“This tutorial walks through an application that reads/writes data to DDR memory from the Linux userspace on the Zynq-based Arty Z7 FPGA.
Story
Direct memory access, or DMA as it’s referred to, is an important aspect of embedded development as it a method for accessing the embedded system’s main memory (typically DDR) without tying up the CPU, therefore leaving it open for performing other operations during the read/write cycle to memory. DMA simply allows for the processor to kick off a transfer to read from/write to the main system memory, then it generates an interrupt indicating the completion of the transfer. Which leaves the processor free to do other tasks until the interrupt calls its respective service routine.

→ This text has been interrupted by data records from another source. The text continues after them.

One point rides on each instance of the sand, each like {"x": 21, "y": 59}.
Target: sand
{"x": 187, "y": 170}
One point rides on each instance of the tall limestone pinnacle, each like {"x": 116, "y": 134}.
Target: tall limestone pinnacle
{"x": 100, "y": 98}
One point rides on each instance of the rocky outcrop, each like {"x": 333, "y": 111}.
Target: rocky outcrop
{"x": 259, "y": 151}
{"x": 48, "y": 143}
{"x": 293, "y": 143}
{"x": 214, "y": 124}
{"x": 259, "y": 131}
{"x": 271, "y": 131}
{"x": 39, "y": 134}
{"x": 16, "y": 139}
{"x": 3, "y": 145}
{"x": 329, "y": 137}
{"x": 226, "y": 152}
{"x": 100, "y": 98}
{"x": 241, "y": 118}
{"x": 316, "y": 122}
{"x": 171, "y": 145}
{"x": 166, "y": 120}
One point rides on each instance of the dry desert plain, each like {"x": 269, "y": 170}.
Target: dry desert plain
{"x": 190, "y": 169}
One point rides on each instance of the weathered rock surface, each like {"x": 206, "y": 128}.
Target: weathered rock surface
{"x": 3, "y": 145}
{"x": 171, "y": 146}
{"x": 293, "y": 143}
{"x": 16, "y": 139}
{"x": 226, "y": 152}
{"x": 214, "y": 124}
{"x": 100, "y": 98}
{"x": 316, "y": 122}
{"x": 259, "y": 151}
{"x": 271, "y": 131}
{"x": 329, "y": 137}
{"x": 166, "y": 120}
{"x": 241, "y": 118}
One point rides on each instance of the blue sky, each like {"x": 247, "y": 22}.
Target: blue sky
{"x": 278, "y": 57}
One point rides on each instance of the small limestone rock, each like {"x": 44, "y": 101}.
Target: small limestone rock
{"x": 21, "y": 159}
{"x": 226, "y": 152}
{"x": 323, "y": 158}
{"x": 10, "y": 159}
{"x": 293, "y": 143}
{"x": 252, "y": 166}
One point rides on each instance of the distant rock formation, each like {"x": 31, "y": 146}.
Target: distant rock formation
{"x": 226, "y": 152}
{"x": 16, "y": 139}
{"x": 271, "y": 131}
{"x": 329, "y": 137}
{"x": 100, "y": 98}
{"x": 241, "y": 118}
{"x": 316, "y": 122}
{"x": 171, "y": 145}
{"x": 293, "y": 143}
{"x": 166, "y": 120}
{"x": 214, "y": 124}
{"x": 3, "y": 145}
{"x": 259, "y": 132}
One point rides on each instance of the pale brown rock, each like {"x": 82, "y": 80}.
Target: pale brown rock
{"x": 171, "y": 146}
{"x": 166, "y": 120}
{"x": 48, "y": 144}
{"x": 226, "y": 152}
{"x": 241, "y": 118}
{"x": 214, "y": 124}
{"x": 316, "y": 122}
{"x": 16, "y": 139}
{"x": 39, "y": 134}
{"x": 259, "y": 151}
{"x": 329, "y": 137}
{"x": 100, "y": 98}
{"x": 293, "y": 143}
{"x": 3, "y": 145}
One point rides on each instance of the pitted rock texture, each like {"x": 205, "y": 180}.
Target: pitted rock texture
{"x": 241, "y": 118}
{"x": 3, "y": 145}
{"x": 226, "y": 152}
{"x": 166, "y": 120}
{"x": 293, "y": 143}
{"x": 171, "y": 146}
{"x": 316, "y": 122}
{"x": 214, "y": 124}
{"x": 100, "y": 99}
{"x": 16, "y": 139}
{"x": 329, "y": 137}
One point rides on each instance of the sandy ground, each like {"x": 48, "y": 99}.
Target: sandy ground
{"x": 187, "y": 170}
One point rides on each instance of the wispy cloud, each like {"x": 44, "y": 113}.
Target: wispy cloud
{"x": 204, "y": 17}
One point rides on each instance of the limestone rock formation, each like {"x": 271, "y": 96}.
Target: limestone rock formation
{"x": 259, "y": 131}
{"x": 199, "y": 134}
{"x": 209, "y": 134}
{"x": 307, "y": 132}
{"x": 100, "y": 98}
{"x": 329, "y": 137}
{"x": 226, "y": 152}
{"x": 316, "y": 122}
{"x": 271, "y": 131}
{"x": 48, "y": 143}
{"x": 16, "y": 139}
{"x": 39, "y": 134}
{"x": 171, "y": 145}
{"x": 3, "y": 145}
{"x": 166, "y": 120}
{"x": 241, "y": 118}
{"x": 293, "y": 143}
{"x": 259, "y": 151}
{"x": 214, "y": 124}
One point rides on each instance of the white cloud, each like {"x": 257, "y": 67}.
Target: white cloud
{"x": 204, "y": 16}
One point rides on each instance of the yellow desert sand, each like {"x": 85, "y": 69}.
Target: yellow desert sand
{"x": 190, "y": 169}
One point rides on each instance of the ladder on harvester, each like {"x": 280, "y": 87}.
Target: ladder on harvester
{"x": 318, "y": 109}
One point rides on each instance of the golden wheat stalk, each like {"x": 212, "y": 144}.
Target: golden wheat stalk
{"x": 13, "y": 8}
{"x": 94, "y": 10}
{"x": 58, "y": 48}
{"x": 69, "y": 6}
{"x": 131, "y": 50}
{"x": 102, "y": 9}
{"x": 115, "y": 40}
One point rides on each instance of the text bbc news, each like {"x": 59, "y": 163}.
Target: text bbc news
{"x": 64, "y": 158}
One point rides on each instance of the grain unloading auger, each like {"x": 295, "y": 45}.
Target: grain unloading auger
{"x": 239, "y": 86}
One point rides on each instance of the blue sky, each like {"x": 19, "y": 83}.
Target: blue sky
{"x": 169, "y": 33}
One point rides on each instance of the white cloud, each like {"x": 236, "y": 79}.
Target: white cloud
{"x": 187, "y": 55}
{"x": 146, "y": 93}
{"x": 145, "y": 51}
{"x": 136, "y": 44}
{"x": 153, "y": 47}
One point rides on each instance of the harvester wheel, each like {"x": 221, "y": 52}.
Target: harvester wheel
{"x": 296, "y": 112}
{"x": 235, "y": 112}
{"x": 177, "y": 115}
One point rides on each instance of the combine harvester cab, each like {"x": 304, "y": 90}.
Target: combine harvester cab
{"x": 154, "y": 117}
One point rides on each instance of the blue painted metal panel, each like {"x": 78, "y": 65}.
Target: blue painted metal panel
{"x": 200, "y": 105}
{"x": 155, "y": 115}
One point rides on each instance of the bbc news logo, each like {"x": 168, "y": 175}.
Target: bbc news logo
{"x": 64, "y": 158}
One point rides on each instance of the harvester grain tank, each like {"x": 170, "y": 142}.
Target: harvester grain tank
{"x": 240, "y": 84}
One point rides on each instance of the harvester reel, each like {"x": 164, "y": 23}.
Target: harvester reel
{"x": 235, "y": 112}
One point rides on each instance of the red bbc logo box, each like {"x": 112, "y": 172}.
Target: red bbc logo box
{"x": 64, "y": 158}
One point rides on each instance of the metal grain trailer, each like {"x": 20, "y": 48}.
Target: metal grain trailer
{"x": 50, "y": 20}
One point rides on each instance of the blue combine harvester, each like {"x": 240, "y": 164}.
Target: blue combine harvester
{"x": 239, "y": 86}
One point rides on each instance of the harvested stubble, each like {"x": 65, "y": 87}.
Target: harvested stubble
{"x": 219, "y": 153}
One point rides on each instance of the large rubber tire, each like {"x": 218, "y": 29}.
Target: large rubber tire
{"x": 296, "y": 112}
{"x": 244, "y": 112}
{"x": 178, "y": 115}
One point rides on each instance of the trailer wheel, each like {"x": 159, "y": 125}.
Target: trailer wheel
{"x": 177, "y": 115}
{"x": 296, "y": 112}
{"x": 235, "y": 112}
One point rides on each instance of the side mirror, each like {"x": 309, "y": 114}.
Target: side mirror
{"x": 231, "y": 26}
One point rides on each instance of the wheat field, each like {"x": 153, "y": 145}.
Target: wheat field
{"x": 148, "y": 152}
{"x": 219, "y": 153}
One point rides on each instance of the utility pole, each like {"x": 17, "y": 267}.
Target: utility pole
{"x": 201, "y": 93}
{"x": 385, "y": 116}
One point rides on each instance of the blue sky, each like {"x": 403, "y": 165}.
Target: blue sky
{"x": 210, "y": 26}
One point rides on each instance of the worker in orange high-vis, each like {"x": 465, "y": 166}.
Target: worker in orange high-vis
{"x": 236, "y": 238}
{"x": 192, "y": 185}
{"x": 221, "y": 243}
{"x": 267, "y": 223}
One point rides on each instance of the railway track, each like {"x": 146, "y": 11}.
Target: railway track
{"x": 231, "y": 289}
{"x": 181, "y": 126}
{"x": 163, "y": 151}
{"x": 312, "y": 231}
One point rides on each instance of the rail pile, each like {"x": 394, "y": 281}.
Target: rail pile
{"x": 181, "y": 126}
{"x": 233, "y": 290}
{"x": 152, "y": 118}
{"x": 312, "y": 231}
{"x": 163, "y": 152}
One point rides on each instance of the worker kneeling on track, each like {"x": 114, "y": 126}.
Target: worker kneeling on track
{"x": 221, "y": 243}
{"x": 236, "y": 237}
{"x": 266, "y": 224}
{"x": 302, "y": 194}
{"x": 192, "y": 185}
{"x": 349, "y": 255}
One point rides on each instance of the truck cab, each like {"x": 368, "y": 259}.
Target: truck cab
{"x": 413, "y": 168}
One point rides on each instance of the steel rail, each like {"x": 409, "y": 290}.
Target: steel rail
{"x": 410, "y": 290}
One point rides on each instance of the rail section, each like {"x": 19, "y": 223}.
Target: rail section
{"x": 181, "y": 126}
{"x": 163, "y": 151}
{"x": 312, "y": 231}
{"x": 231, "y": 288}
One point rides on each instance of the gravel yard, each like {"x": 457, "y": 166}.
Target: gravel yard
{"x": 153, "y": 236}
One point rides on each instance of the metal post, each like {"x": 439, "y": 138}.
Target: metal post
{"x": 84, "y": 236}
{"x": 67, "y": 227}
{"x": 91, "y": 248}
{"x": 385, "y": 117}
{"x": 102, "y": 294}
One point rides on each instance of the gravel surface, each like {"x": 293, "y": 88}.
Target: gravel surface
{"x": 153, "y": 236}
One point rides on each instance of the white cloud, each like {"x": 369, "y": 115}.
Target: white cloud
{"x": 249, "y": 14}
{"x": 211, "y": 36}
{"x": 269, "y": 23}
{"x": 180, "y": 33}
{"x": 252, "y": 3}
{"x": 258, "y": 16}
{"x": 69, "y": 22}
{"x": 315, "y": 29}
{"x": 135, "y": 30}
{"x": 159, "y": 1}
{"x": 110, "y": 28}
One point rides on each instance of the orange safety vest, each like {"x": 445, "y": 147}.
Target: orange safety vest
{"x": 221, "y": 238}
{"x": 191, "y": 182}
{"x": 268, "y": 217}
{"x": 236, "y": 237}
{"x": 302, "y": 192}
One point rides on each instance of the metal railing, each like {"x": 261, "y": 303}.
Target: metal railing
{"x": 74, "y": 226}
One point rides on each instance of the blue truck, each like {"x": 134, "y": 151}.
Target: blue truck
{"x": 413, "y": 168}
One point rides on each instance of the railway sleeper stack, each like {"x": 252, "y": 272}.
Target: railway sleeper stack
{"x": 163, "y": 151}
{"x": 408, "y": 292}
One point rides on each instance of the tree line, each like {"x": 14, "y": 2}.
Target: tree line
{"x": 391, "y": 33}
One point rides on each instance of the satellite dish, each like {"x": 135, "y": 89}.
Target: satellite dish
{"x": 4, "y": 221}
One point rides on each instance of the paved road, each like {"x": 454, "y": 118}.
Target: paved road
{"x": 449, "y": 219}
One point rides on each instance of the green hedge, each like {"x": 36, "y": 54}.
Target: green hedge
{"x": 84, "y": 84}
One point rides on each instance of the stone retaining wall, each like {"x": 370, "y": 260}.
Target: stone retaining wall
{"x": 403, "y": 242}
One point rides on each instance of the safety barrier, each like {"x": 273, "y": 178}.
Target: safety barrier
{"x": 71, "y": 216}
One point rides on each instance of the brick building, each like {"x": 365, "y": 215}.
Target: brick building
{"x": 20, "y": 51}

While the concept of DMA is straightforward enough, trying to get the full picture in one’s mind of how to implement it on an FPGA with embedded processor such as the ARM-core processor in the Xilinx Zynq SoC is no small feat. Then throwing in the extra layer of complexity of how to access it from the userspace of an operating system such as Linux, just makes it even worse.
So for this project, I’ll start by going over the mechanics of getting the hardware setup in Vivado, and base settings in the PetaLinux project setup for the kernel drivers and Linux application in the root filesystem. Then I’ll go over the functionality of how the code in the Linux application is actually accomplishing the task of controlling the AXI DMA in the programmable logic of the FPGA to perform a transfer.
Add DMA to the Hardware Design in Vivado
While the Zynq processing system has native DMA channels built-in, it is only for memory-to-memory transfers, not stream-to-memory or memory-to-stream transfers. Thus for peripherals to be able to use the Zynq’s native DMA channels, they must already have the DMA-capable interface for memory-to-memory transfers.
The differentiation is important because memory-to-memory transfers read/write data between different memory locations whereas a stream-to-memory transfer takes a serialized representation of data and writes it to a designated memory location and a memory-to-stream transfer reads data from a location in memory then converts it to a serialized format.
The AXI DMA IP block allows for any peripheral equipped with an AXI stream interface to access the main memory of the system via stream-to-memory or memory-to-stream transfers. Given that I’ve come across the need to use DMA for stream-to-memory/memory-to-stream transfers more often as an FPGA developer, I’m going to go with the AXI DMA IP for this tutorial.
I’m using the Arty Z7 FPGA development board and I’m starting with the base hardware design for it that I created in Vivado 2020.2 as outlined in one of my previous posts. All of the modifications I will be making will be in the block design of that project.”